Thursday, January 09, 2014

DBMITW: my fat bass drum

Just sharing a little piece of my own development here. From the early 90's, until I finally submitted to the too-soft, you-don't-really-want-drums-on-this-gig-do-you craze of the mid-oughts, I played a 20" Gretsch bass drum with Remo Ambassadors on both sides, tuned wide open. In the 80's I had seen Art Blakey play with an obviously unmuffled drum, and Steve Smith came to the University of Oregon, with his shockingly wide-open 24" Sonor drums— he was still with Journey at the time, and had them tuned that way with them. But it was these two recordings that really got me using that as my thing all the time.
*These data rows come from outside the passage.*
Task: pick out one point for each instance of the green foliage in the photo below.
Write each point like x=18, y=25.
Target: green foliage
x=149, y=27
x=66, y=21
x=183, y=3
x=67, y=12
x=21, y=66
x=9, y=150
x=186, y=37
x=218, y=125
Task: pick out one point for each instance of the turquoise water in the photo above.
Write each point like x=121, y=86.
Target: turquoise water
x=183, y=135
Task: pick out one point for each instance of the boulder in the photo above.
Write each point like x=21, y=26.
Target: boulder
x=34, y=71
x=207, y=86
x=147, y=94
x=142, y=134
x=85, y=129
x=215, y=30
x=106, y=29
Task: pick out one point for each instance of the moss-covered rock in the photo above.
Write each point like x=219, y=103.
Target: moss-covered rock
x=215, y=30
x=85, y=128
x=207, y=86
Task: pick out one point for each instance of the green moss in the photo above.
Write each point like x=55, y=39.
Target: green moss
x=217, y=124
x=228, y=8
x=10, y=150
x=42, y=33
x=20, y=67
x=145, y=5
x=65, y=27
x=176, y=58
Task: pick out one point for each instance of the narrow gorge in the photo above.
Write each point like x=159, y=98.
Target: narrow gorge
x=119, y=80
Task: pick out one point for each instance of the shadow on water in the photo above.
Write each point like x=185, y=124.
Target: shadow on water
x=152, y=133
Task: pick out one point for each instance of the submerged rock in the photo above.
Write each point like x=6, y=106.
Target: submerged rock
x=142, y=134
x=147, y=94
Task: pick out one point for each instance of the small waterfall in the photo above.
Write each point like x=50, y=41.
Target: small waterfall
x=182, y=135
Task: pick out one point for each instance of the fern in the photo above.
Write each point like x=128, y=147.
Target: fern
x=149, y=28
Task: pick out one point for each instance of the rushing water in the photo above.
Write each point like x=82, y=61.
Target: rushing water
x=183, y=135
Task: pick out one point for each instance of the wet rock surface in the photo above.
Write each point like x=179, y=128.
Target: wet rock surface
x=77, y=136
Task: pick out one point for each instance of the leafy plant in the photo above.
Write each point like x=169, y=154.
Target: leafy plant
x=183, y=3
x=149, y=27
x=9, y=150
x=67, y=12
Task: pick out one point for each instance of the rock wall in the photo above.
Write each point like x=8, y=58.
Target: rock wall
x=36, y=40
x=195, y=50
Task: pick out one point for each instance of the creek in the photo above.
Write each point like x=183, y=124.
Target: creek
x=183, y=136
First, Roy Haynes playing with McCoy Tyner on an almost-lost tribute to Coltrane album from the late 80's— I used to listen to this track on cassette over and over walking from the practice annex on Figueroa to my apartment on Adams, when I was at USC:




And then the opening track on Where In The World?, a masterpiece Bill Frisell album from 1991. Coming at the end of the fusion era, Joey Baron's sound here, produced by Wayne Horvitz, was pretty extreme. Frisell had just moved to Seattle, and the Pacific Northwest was forming up in my mind as actually being a place, and as having some kind of regional aesthetic, and I gave up on LA, and moved to Portland:

3 comments:

Tommy said...

Todd,
What do you mean when you say tuned "wide open"?
Thanks for all your work on the site, it's great.

Tommy
Chile

Robbie Bergamin Percussion Artist said...

i guess he means unmuffled....so no bedding or upholstery inside......

Todd Bishop said...

Thanks Tommy-- yup, no muffling whatever. Usually with the batter side pretty loose, and the front fairly tight. You can get a really big sound out of a drum like that.